If you are interested in knowing more about boiled cider syrup, be sure to read This Informative and Insightful Article at the Slow Food, USA web site.
Which makes me think...
I reckon that contemplating the production of my own boiled cider syrup for 37 years would make me a very Slow Food enthusiast. Good things take time, eh?
I started with five or six gallons of home-pressed apple cider. Maybe it was seven. Or maybe eight. I didn't really keep track. It was in two plastic pails on the back patio.
The boiling started outdoors in a big stainless steel pot over a propane-fueled turkey fryer. I got the pot up to a good boil, periodically skimmed off the froth that formed on the surface, and added more cider, a little at a time.
I boiled outdoors for several hours, until my propane ran out. Then I moved the big pot to the kitchen and boiled a few more hours. All the windows steamed up. With the wood stove going in the room next to the kitchen, and all the moisture in the air, and my house being kind of smallish, it was like a sauna.
As the cider boiled down, the boiling bubbles became smaller, just like when boiling maple sap to make maple syrup. The process is pretty much exactly the same. Just boil away excess water until you have a concentrated syrup.

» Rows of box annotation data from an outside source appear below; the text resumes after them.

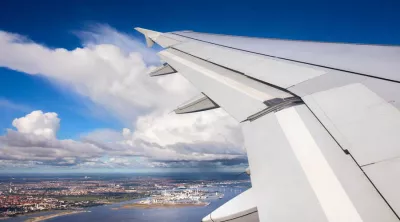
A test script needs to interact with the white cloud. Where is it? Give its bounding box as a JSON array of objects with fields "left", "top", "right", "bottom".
[
  {"left": 0, "top": 26, "right": 244, "bottom": 170},
  {"left": 12, "top": 110, "right": 60, "bottom": 138}
]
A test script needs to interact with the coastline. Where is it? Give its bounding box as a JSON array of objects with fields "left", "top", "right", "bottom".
[
  {"left": 114, "top": 203, "right": 208, "bottom": 210},
  {"left": 25, "top": 210, "right": 88, "bottom": 222}
]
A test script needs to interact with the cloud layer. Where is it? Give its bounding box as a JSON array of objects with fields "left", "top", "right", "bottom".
[{"left": 0, "top": 26, "right": 246, "bottom": 167}]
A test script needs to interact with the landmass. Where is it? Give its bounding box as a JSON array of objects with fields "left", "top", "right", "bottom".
[
  {"left": 25, "top": 211, "right": 87, "bottom": 222},
  {"left": 121, "top": 202, "right": 209, "bottom": 209},
  {"left": 0, "top": 175, "right": 249, "bottom": 219}
]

I ended up with 3 quarts of boiled-down cider syrup. It looks exactly like you can see in the above picture. Reddish dark, and syrupy thick.
I expected the flavor to be sweet, sort of like maple syrup is sweet. But boiled cider syrup is not what I would describe as sweet. My first impression was that it's got a tangy, acidic flavor, with just a touch of sweet. The Slow Food article describes it as having a slightly smoky, burnt flavor. Yep. That certainly applies. "Pucker" is another appropriate word associated with boiled cider syrup. It's a complex flavor, for sure.
My youngest son, who has worked in a high-class French restaurant, tasted my boiled cider syrup and said it has umami.
Umami? What's umami?
Well, if you don't know (I didn't), umami is the 5th basic taste. After sweet, sour, bitter, and salty, there is umami. It so happens that umami has always been a basic taste, but it has only been discovered and recognized as a basic taste in recent history. You can learn more about it At This Link.
After reading all about umami on the internet, I'm not sure it applies to boiled cider syrup. But I'll be the first to admit that I really don't know umami.
I do, however, love the word. Umami. I mean, it's simply beautiful. Umami is such a delightful word that, without realizing what I was doing, I found myself singing it to the tune of that old Dean Martin song, Volare. Click Here to listen to Dean Martin sing Volare.
Umami can be substituted for the word "volare" and the song takes on a whole new meaning. I don't know what the meaning is (I never did understand that song), but it's new.
By the way, I'll have you know I sound just like Dean Martin when I sing Umami. But, to be perfectly honest, I only know seven words of the song: "Umami... Oh Oh... Oh Oh Oh Oh."
Where was I...
It may well be that boiled cider syrup does have some umami, along with numerous varied nuances of sweet, sour, and bitter (but definitely not salty). Like I said, it's complex.
There are numerous ways to use boiled cider syrup. We are experimenting with it now. I like it drizzled over vanilla ice cream, and it's good mixed with yogurt and granola. It was also good on vegetable stir fry over rice.
I'm thinking it might be good on different meats, kind of like chutney is good with meats. Actually, the flavor reminds me of some apple chutney Marlene once made. That was a complex flavor too. I think there is umami in chutney.
So that's my story about making boiled cider syrup... finally!
I have a feeling that, as we experiment with, and find new applications for, this unique syrup, the three quarts will be gone by next cider season. And now that I've made it once, and know how easy it is to make, I'll be making it again.
Has anyone reading this ever made boiled cider syrup?
And, if so, did you think it had umami?